Examples of Buyer Certificate in a sentence
The Buyer shall indemnify the Indemnifying Stockholders in respect of, and hold them harmless against, any and all Damages incurred or suffered by the Indemnifying Stockholders resulting from, relating to or constituting any misrepresentation, breach of warranty or failure to perform any covenant or agreement of the Buyer or the Transitory Subsidiary contained in this Agreement or the Buyer Certificate.
Buyer shall have delivered to Seller a certificate of good standing for Buyer issued by the State of Delaware dated within thirty (30) business days prior to the Closing Date ("Buyer Certificate of Good Standing").

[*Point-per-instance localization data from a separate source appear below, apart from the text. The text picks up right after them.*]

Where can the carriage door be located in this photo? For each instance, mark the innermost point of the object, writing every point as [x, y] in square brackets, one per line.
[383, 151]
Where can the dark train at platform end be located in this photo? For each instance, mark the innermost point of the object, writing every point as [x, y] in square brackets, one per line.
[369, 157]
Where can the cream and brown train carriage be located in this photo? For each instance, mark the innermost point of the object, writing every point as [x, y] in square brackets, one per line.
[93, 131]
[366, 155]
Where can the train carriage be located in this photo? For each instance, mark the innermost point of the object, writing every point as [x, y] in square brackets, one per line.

The Buyer shall deliver on the Closing Date a certificate to this effect, referred to as the Buyer Certificate of Representations and Warranties.

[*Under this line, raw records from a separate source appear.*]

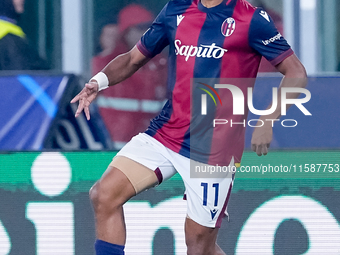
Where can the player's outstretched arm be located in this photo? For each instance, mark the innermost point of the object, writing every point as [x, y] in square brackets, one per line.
[119, 69]
[295, 76]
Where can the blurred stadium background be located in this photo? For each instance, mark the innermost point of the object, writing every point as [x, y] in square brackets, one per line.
[49, 159]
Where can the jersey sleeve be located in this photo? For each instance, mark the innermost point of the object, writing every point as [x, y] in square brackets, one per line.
[155, 38]
[266, 39]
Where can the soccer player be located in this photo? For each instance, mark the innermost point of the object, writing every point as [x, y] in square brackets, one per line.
[207, 39]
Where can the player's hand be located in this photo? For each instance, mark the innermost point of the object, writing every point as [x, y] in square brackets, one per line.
[261, 139]
[85, 98]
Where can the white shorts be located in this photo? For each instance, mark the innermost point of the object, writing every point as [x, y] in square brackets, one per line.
[207, 198]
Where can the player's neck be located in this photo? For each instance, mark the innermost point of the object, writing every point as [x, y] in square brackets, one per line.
[211, 3]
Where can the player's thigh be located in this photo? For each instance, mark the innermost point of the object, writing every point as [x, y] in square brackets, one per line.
[143, 162]
[200, 239]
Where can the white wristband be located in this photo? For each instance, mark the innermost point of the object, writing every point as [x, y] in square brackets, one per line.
[102, 80]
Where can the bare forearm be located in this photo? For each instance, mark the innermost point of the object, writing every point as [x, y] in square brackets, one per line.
[287, 82]
[123, 66]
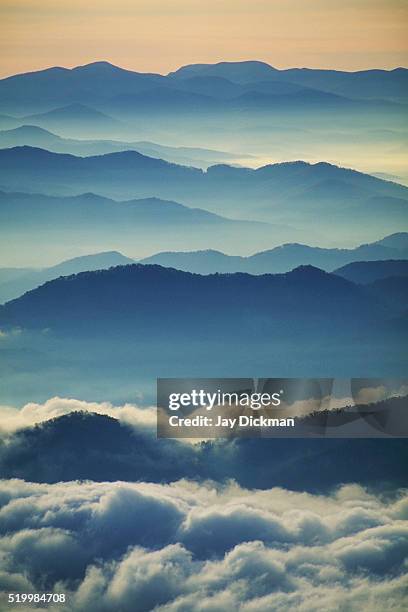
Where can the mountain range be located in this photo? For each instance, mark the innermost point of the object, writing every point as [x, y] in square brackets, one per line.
[34, 136]
[16, 281]
[89, 446]
[111, 333]
[149, 299]
[288, 256]
[290, 193]
[204, 85]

Until surrendered as contemplated by this Section 2.2, each Target Certificate shall be deemed at any time after the Effective Time to represent only the right to receive upon such surrender a Buyer Certificate as contemplated by this Agreement.
All representations and warranties contained in this Agreement, the Company Certificate or the Buyer Certificate shall (a) survive the Closing and any investigation at any time made by or on behalf of an Indemnified Party and (b) shall expire on the date one year following the Closing Date.